J’aimerais beaucoup faire ce projet avec d’autres musicien(ne)s/chanteurs, chanteuses ! En tout cas, ajouter un rythme (batterie/cajun) et une basse pourrait apporter énormément au projet. Dans ce nouvel album, il y a aussi quelques parties avec du piano ou une deuxième guitare. Cela donne tout de suite une ampleur différente aux morceaux, donc ça me plairait aussi ! Et pourquoi pas un triangle et un joueur de sifflet pour garder le rythme et siffler la fin du concert, haha ! (Rires)

Static Fence….pourquoi ce nom de scène ?

Très bonne question… Parce qu’il fallait choisir un nom unique pour se produire sur scène, peut-être. Je pense surtout que j’aimais bien le nom Static Fence parce que c’est un symbole assez fort. Si je caricature, cela reprend l’idée que certains obstacles, quelques soient ce que l’on entreprend, semblent infranchissables, à moins de réfléchir différemment. Si je donne un exemple, en musique, on peut facilement tomber dans le piège de jouer des schémas ou des suites de notes que l’on connait bien et que l’on a l’habitude de jouer. Mais pour évoluer et apprendre de nouvelles choses, c’est important de sortir de cette zone de confort quitte à faire des erreurs.

Que chercher-vous à transmettre au travers de votre musique ?

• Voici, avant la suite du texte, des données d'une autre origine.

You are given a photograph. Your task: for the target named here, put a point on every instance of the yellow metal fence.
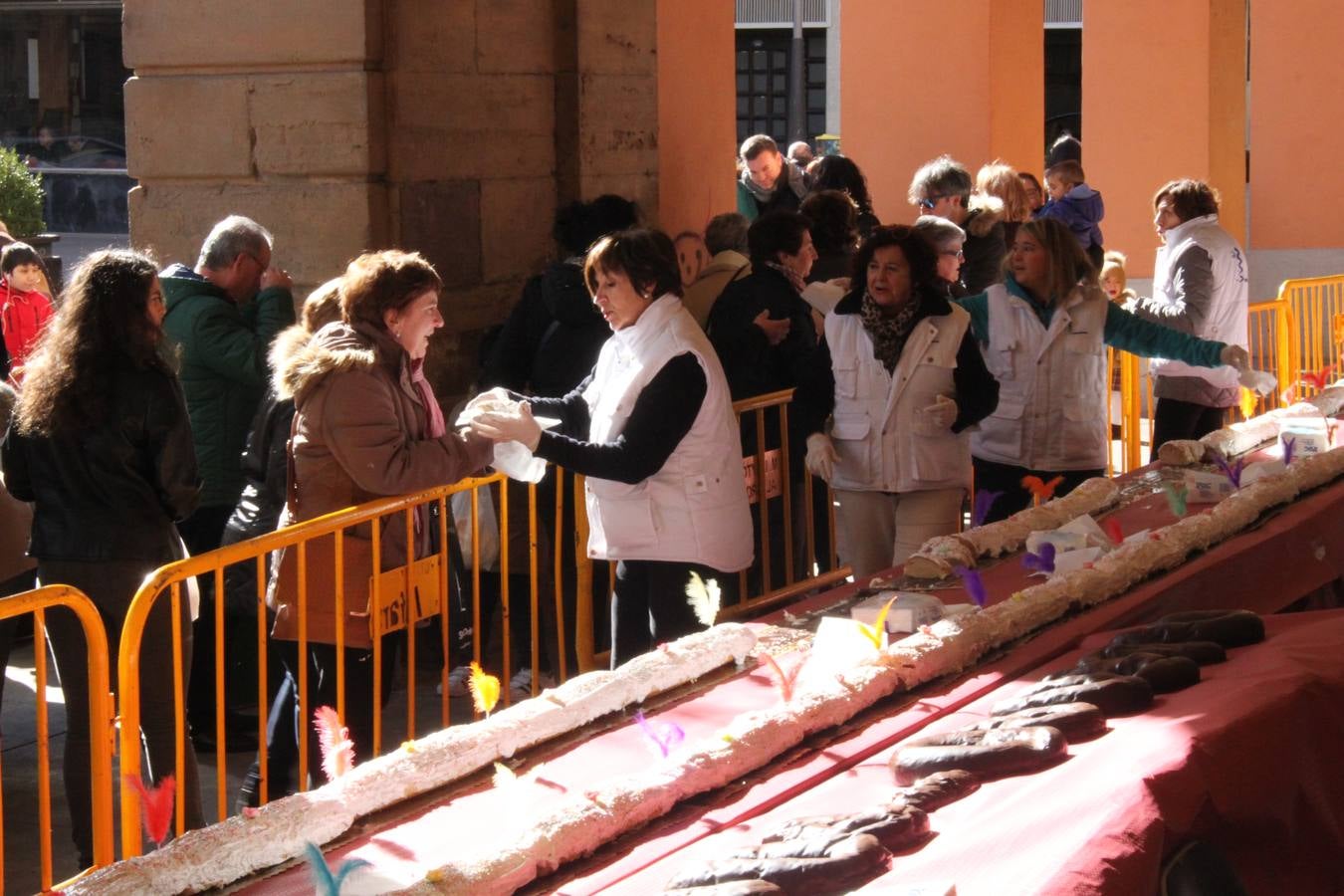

Je cherche à transmettre ma passion pour la musique. J’aurais pu faire de la musique avec un rythme générique et une mélodie toute faite comme on peut entendre assez facilement de nos jours. Mais la musique est un univers à part entière ! Il y a tellement de sonorités à découvrir que je trouve dommage de se limiter, de ne pas aller plus loin et tester de nouvelles choses.

D’ailleurs une amie n’aimait pas vraiment les dissonances dans certains de mes morceaux pendant l’enregistrement. Elle est revenue vers moi après avoir réécouter plusieurs fois l’album et avait changé d’avis. Avec une baguette magique, j’aimerais faire en sorte que tout le monde ait ce déclic mais il me manque encore le balai et les petites lunettes rondes !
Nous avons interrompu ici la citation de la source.